Twitter API v2 Features:
1. Field selection (fields parameter)
2. Expansions for related objects
3. Streaming endpoints
4. Granular Rate Limits
5. OAuth2 + App-only Auth
# Twitter-style: field selection + expansion
GET /2/tweets?ids=123,456&tweet.fields=created_at,public_metrics&expansions=author_id&user.fields=username

15. Quiz

Q1. What is the main difference between PUT and PATCH?

PUT replaces the entire resource (all fields required), while PATCH modifies only specific fields of a resource. PUT guarantees idempotency, but PATCH may not be idempotent in cases of relative changes (e.g., incrementing a counter).
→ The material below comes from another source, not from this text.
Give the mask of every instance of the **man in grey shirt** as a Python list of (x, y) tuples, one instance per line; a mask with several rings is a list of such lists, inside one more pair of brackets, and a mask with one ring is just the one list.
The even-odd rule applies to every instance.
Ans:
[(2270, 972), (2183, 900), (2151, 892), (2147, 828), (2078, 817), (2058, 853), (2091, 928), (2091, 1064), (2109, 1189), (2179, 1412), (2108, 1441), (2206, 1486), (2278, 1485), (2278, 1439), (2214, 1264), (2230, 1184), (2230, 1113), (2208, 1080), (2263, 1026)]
Q2. What does Richardson Maturity Model Level 3 mean?

Level 3 represents HATEOAS (Hypermedia as the Engine of Application State). API responses include links to related resources, allowing clients to dynamically navigate the API without hardcoded URLs. It is the final stage of true REST.
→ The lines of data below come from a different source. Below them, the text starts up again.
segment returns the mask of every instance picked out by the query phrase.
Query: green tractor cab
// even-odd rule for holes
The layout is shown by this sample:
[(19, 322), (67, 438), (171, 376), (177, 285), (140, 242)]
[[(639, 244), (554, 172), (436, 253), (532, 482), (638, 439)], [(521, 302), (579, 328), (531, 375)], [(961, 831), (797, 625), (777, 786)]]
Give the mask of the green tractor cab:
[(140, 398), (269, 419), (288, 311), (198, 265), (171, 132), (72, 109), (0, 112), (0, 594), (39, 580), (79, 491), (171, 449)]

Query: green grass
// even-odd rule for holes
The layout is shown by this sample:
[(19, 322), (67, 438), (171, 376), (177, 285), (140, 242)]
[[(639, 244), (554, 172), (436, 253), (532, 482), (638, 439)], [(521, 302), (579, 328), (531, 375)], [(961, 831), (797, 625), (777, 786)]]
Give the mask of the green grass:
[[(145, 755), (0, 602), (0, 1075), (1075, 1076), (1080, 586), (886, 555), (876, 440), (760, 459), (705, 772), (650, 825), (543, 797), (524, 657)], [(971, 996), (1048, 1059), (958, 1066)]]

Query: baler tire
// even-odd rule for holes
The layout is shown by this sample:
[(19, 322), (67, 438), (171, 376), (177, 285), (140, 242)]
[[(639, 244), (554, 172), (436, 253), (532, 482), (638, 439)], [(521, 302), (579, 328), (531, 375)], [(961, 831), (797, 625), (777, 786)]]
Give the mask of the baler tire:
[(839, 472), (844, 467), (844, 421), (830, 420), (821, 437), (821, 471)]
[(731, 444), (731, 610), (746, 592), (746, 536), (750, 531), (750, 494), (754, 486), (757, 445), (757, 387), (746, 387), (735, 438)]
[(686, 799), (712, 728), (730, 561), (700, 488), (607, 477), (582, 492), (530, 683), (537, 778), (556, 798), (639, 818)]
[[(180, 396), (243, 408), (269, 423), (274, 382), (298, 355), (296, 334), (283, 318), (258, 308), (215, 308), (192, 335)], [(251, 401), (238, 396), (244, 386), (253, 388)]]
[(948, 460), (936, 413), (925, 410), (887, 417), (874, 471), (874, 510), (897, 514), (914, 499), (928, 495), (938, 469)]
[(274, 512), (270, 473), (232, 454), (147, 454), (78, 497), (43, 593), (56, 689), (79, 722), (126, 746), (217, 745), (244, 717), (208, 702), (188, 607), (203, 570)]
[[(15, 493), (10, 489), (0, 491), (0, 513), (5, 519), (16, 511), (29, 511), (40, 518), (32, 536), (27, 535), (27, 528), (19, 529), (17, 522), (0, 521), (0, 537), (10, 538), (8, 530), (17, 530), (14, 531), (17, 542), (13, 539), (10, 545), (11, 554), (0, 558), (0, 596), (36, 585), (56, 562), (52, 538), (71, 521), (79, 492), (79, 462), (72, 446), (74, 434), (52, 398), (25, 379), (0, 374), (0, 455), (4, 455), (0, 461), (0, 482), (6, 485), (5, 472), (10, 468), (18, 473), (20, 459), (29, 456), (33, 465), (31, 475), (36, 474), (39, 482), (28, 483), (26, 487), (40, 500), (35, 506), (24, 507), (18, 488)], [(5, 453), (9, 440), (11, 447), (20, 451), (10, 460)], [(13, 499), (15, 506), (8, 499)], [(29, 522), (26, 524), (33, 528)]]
Q3. What are the problems with Offset pagination and what are the alternatives?

Offset pagination degrades in performance as the OFFSET grows larger because the database must skip more rows. Also, when data is added or deleted, duplicates or gaps can occur. The alternative is Cursor-based pagination, which uses the last items ID as a cursor and queries efficiently using WHERE id conditions.

Q4. What is the difference between HTTP 401 and 403?

401 Unauthorized means authentication is required (no token or expired token). 403 Forbidden means the request is authenticated but the user lacks permission for that resource. In other words, 401 is "Who are you?" and 403 is "I know who you are, but you cannot access this."

Q5. What are the pros and cons of URL Path versioning?

Pros: High visibility, easy caching, browser-testable, clear routing. Cons: URLs become longer, all clients must update URLs on version change, and multiple URLs exist for the same resource.

Q6. What are the key fields in RFC 9457 Problem Details?

The core fields of RFC 9457 are type (error type URI), title (human-readable error summary), status (HTTP status code), detail (specific description), and instance (URI where the problem occurred). type and title are effectively required, while others are optional but recommended.

Q7. What is the difference between Token Bucket and Sliding Window algorithms?

Token Bucket replenishes tokens at a constant rate and consumes them per request. It allows burst traffic. Sliding Window tracks the number of requests within a time window, removing old requests as the window moves. It is more precise but uses more memory.


References

  • RFC 9110: HTTP Semantics
  • RFC 9457: Problem Details for HTTP APIs
  • RFC 6749: OAuth 2.0 Authorization Framework
  • OpenAPI Specification 3.1.0
  • Roy Fielding's REST Dissertation (2000)
  • Stripe API Reference
  • GitHub REST API Documentation
  • Google API Design Guide
  • Microsoft REST API Guidelines
  • JSON:API Specification

Conclusion

REST API design carries significance beyond just technical decisions. A well-designed API enhances developer experience, facilitates system integration, and creates business value.

Key takeaways:

  1. Resource-centric URL design with nouns, plural forms, and maximum 2-level nesting
  2. Correct HTTP methods with understanding of semantics and idempotency
  3. Accurate status codes so clients can handle errors correctly
  4. Cursor pagination which is essential for large datasets
  5. RFC 9457 error format for consistent and useful error responses
  6. URL Path versioning as the most practical choice
  7. Rate Limiting to ensure API stability and fair usage
  8. OpenAPI 3.1 for specification automation and code generation

Apply these principles to build APIs that developers love.